Sleeper Shells: Attackers Are Planting Dormant Backdoors in Ivanti EPMM
3 months ago
- #ivanti-epmm
- #cybersecurity
- #initial-access-brokers
- Exploitation of Ivanti EPMM vulnerabilities (CVE-2026-1281 and CVE-2026-1340) has been ongoing since disclosure.
- A coordinated campaign deployed dormant in-memory Java class loaders to `/mifs/403.jsp`, a less common webshell path.
- The implant requires a specific trigger parameter (`k0f53cf964d387`) to activate, suggesting initial access broker (IAB) tradecraft.
- The payload (`base.Info`) is a stage loader designed to load and execute a second Java class delivered later via HTTP.
- No follow-on exploitation was observed, indicating the operator may be preparing access for sale or handoff.
- Host fingerprinting includes gathering environment details like working directory, OS name, and username.

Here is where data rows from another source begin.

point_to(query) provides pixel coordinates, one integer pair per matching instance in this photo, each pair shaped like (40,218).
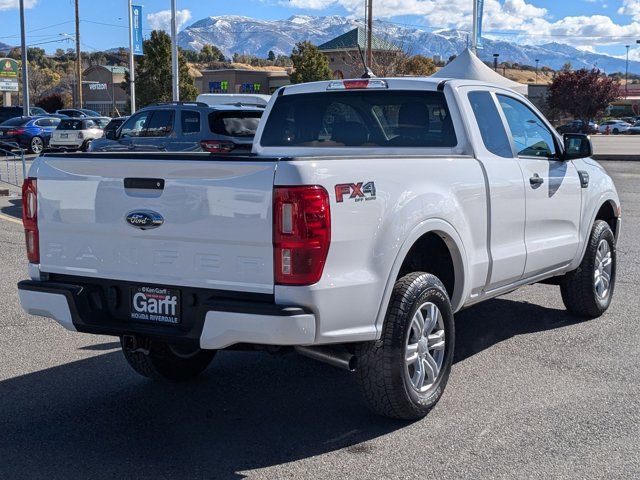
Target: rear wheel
(36,145)
(165,362)
(403,374)
(587,291)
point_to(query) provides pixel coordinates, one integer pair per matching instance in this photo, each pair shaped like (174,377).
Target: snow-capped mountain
(237,34)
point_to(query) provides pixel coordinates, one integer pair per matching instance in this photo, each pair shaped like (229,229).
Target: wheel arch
(434,232)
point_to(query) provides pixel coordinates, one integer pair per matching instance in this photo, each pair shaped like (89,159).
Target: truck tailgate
(215,215)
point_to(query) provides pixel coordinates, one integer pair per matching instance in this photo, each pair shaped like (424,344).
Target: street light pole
(78,56)
(25,61)
(132,66)
(626,75)
(174,53)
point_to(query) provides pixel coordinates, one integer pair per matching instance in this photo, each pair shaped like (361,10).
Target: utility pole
(78,57)
(626,75)
(132,66)
(174,53)
(474,34)
(369,33)
(25,61)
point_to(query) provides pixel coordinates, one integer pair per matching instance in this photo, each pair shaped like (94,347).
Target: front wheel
(403,375)
(165,362)
(587,290)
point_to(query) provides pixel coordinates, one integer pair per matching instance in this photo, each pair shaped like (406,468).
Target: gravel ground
(532,394)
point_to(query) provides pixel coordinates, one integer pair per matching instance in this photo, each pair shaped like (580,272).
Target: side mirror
(577,145)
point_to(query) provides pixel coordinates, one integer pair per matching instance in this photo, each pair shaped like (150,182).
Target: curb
(616,158)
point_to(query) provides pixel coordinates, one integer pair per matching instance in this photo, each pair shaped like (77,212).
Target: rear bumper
(212,323)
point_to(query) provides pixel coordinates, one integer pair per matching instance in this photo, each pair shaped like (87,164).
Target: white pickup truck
(369,212)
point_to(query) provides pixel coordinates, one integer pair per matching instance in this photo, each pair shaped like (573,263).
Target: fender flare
(452,239)
(604,198)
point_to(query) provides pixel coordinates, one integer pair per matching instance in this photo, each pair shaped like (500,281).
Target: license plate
(154,304)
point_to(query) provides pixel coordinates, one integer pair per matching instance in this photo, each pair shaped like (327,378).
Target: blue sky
(599,25)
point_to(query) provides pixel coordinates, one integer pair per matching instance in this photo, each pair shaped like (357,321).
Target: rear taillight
(217,146)
(30,219)
(301,234)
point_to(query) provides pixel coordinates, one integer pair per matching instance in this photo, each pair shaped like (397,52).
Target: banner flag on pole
(479,25)
(136,15)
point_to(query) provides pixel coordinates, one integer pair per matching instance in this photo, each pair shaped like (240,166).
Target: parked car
(369,212)
(185,126)
(16,111)
(75,134)
(31,133)
(111,128)
(578,126)
(614,126)
(78,112)
(634,129)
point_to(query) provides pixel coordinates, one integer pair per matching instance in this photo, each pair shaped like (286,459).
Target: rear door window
(235,123)
(360,118)
(531,137)
(70,124)
(135,125)
(190,122)
(160,124)
(489,122)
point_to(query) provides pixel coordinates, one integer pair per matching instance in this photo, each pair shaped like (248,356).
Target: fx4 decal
(359,192)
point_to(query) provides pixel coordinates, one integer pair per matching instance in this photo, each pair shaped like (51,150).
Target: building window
(219,87)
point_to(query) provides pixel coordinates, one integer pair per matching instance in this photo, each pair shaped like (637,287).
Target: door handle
(536,180)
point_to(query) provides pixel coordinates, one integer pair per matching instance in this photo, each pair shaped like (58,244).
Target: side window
(161,124)
(135,126)
(494,136)
(531,137)
(190,121)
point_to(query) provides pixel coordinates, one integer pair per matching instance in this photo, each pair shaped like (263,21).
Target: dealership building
(102,91)
(235,80)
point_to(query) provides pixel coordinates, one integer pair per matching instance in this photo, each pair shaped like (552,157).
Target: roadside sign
(136,20)
(8,75)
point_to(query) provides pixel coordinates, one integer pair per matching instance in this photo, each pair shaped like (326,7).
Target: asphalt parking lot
(533,394)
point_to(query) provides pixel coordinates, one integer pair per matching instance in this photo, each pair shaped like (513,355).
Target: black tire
(381,364)
(577,287)
(36,145)
(168,363)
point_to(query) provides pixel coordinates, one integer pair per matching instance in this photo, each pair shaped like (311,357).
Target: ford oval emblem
(144,219)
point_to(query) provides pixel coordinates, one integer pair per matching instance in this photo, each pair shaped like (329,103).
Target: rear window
(362,118)
(234,124)
(70,124)
(14,122)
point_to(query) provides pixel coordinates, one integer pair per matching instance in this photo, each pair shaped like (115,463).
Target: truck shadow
(94,418)
(14,209)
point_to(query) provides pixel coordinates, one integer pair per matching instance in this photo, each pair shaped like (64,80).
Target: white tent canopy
(469,67)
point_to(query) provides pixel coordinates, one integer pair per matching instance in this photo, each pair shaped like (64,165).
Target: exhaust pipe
(337,358)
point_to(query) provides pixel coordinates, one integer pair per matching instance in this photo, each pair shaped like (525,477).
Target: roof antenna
(368,73)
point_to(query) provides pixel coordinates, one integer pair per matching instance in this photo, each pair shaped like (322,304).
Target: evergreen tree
(153,72)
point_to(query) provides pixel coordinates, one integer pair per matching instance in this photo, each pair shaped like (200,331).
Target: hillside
(237,34)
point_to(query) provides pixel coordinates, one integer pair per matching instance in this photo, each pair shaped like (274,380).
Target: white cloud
(10,4)
(631,8)
(162,20)
(535,24)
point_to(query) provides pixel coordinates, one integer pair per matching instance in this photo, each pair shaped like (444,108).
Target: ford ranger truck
(369,212)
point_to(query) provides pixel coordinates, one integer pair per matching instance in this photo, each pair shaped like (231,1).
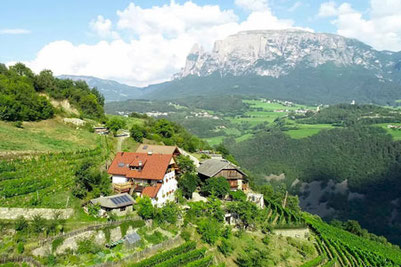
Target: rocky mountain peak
(277,52)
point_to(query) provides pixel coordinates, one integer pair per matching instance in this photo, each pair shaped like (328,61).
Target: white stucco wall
(118,179)
(169,184)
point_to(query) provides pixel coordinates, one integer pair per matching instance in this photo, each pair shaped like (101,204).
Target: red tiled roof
(151,191)
(153,166)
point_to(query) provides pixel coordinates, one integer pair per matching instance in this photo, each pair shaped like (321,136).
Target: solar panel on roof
(126,199)
(119,200)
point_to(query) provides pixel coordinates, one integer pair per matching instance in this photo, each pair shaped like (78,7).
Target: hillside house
(156,149)
(147,174)
(119,205)
(221,167)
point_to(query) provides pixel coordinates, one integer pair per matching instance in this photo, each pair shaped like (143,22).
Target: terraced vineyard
(282,217)
(185,255)
(350,250)
(43,181)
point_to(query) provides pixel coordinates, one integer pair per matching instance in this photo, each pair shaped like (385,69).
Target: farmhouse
(221,167)
(146,174)
(118,204)
(156,149)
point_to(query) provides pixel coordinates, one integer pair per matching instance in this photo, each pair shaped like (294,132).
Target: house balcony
(122,188)
(233,184)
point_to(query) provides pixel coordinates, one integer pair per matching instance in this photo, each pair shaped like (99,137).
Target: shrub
(20,247)
(186,235)
(210,230)
(87,246)
(225,247)
(21,224)
(163,256)
(216,186)
(38,224)
(56,243)
(168,213)
(145,208)
(155,238)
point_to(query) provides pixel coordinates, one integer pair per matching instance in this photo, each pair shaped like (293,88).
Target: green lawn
(273,106)
(49,135)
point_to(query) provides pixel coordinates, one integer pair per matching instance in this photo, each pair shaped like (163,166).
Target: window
(232,173)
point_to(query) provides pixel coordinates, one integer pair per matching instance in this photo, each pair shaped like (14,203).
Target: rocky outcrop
(276,52)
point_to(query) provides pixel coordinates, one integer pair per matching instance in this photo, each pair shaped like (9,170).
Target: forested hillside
(366,157)
(24,95)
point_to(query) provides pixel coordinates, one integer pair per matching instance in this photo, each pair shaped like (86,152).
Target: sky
(143,42)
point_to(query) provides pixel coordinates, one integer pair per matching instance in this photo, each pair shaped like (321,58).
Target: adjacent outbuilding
(224,168)
(119,204)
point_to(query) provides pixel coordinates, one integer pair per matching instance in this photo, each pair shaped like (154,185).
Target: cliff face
(276,53)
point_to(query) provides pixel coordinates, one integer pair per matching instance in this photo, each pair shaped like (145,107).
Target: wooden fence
(147,252)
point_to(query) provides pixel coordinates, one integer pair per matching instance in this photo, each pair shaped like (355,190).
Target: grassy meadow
(45,136)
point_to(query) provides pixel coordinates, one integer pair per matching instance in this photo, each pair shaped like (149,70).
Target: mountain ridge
(112,90)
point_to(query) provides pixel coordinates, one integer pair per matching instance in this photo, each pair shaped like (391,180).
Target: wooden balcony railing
(122,188)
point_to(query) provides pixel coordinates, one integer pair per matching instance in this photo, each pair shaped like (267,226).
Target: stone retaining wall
(303,233)
(14,213)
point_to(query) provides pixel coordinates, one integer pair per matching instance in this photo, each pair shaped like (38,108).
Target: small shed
(132,239)
(118,204)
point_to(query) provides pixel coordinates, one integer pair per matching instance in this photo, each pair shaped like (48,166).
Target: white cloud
(156,41)
(295,6)
(328,9)
(380,28)
(103,28)
(14,31)
(252,5)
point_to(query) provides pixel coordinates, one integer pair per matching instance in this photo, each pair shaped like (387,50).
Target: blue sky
(37,32)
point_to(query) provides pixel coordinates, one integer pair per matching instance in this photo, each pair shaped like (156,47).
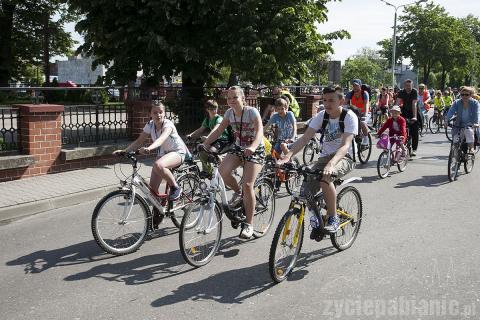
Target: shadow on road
(425,181)
(141,270)
(42,260)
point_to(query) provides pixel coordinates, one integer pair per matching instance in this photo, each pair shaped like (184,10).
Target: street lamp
(394,40)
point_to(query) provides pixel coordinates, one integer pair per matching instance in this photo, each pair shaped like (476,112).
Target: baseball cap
(396,108)
(357,81)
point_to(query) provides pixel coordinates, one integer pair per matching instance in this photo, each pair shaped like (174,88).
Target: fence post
(41,134)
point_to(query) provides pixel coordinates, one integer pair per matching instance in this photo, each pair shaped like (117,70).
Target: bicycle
(392,155)
(288,238)
(201,228)
(122,219)
(459,154)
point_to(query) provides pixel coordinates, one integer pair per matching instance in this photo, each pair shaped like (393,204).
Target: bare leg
(250,172)
(161,170)
(230,163)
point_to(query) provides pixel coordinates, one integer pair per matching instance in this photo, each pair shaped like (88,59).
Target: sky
(368,22)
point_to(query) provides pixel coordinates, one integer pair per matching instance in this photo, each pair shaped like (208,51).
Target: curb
(15,212)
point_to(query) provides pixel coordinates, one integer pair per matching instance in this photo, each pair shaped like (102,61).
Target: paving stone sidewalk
(29,196)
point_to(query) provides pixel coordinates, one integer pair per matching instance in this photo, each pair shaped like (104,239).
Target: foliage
(27,26)
(263,41)
(367,65)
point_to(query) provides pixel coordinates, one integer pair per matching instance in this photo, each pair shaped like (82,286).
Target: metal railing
(9,129)
(88,124)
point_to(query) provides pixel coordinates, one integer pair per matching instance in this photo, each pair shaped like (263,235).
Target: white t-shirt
(332,139)
(243,125)
(172,144)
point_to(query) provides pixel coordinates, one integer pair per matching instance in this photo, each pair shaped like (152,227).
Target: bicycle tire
(190,183)
(190,251)
(309,152)
(433,124)
(355,223)
(293,179)
(121,245)
(402,165)
(264,207)
(363,152)
(468,164)
(453,164)
(383,162)
(278,273)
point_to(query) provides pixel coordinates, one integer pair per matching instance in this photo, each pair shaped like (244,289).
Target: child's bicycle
(392,154)
(458,155)
(288,239)
(122,219)
(201,229)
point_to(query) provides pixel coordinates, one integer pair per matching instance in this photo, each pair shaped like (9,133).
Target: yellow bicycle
(288,239)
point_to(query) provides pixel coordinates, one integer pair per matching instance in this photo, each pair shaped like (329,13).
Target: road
(416,257)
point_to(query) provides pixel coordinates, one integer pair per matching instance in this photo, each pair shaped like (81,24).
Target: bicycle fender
(350,180)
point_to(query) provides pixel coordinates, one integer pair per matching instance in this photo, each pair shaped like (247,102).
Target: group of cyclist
(241,131)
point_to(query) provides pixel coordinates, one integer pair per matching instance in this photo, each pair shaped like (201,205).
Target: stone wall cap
(36,108)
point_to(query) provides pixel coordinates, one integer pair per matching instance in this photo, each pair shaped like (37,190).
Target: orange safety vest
(358,102)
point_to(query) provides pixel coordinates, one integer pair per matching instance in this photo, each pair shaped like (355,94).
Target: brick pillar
(139,114)
(41,134)
(311,105)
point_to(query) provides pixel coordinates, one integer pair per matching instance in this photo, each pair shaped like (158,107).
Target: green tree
(367,65)
(32,31)
(263,41)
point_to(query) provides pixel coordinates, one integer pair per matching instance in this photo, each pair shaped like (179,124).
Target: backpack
(341,123)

- Detection is challenging due to the payload's in-memory nature and lack of immediate post-exploitation activity.
- Immediate actions include patching Ivanti EPMM, restarting servers to flush in-memory implants, and reviewing access logs.
- Indicators of compromise (IOCs) include requests to `/mifs/403.jsp`, specific Base64 parameters, and response markers.
- The campaign highlights the danger of quiet intrusions that create inventory for future exploitation.